Inequality And Patents

Dean Baker, in the March issue of the American Prospect (Yes, I am about 3 months behind in my magazine reading – I’ve been busy!) wrote something that surprised me:

In a recent paper, the Organization for Economic Co-operation and Development found that by far, the largest single factor contributing to the growth of wage inequality over the last three decades was the amount of patent rents earned in a country. Remarkably, few progressives pay any attention at all to patent and copyright policy, despite the enormous sums at stake and the huge impact that such policy has on inequality.

Really? “by far”??? Wow.

9 Responses to “Inequality And Patents”


  • The progressives I read talk about patent law all the time and how it harms the poor. This is what NAFTA was largely about. You look at the astounding growth S Korea experienced from the 60′s to today. They reverse engineered all kinds of things, ignored patent law. It played a huge role in bringing them from a place of complete poverty to where it is now.

    They did it also with state management. Blocking specific imports that didn’t serve technological advancement so they could have more ability to import those high tech machinery. State management and restructuring of companies that weren’t performing well.

    They were literally where Haiti is now. Maybe worse. Look at them now. There’s some lessons to be learned there.

  • I can see that point, but this is the part that surprised me most: by far, the largest single factor contributing to the growth of wage inequality over the last three decades.

    Do you agree with that? By far? Largest single factor?

  • Yeah, it is a bit surprising, but I can believe it. What progressives often talk about is the conditions that create such policies. International trade agreements. Corporate control of government and imposition of corporate preferred policies. These are the conditions that lead to these patent laws.

  • …and fairness. I invent something, I should be able to profit from it.

    Of course this all has to be balanced against development and growth for underdeveloped countries. But its a valid argument nonetheless.

  • I don’t necessary agree with that. Like supposing an early cave man thought to create a wheel. I shouldn’t be allowed to use it as well? Where would human civilization be in that condition? Or fire.
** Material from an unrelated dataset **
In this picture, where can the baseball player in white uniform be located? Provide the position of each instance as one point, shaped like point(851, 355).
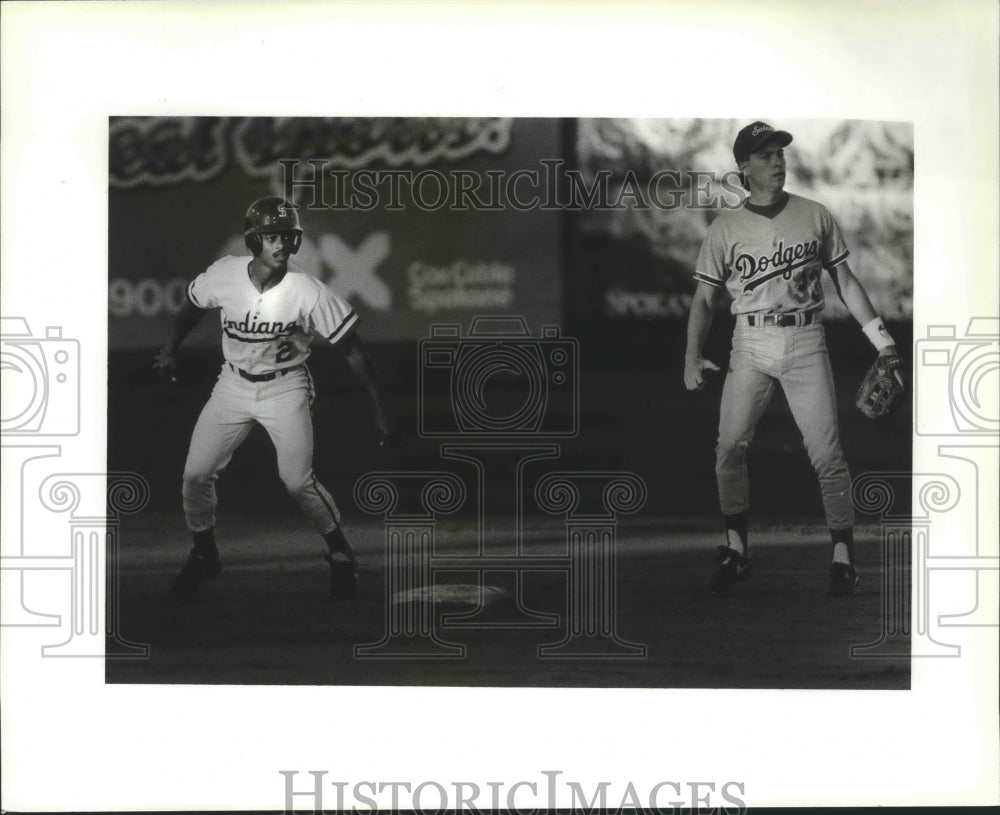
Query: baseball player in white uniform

    Patent law is not because there’s some sort of moral principle that says people should be allowed to profit from inventions. It’s for the encouragement of developing new inventions. If patent law didn’t lead to an increase in the number and quality of inventions there would be no need for it. That’s my view anyway.

  • Reading Ha-Joon Chang’s “Bad Samaritans”. Just started the chapter on patents. Can’t recommend the book highly enough. How did poor nations actually pull themselves out of poverty? Was it via principles neoliberals would advocate? What is the effect on nations that have adopted neoliberalism over the last 30 years? It’s all about putting the theory to the test, and that’s what I’m all about, so it’s perfect for me.

  • Kind of an unrelated review of an argument by Gary Becker, just because I see you are reading his book.

    http://echidneofthesnakes.blogspot.com/2011_06_19_archive.html#1358254787069352742

  • I love Gary Becker! He has a blog too – highly recommended! Thanks for the link!

  • Oh and, I should say that I have absolutely no problem with redesigning patent laws. If they are inefficient and you make a persuasive argument, I’d easily switch. I dont see this as a particularly partisan issue.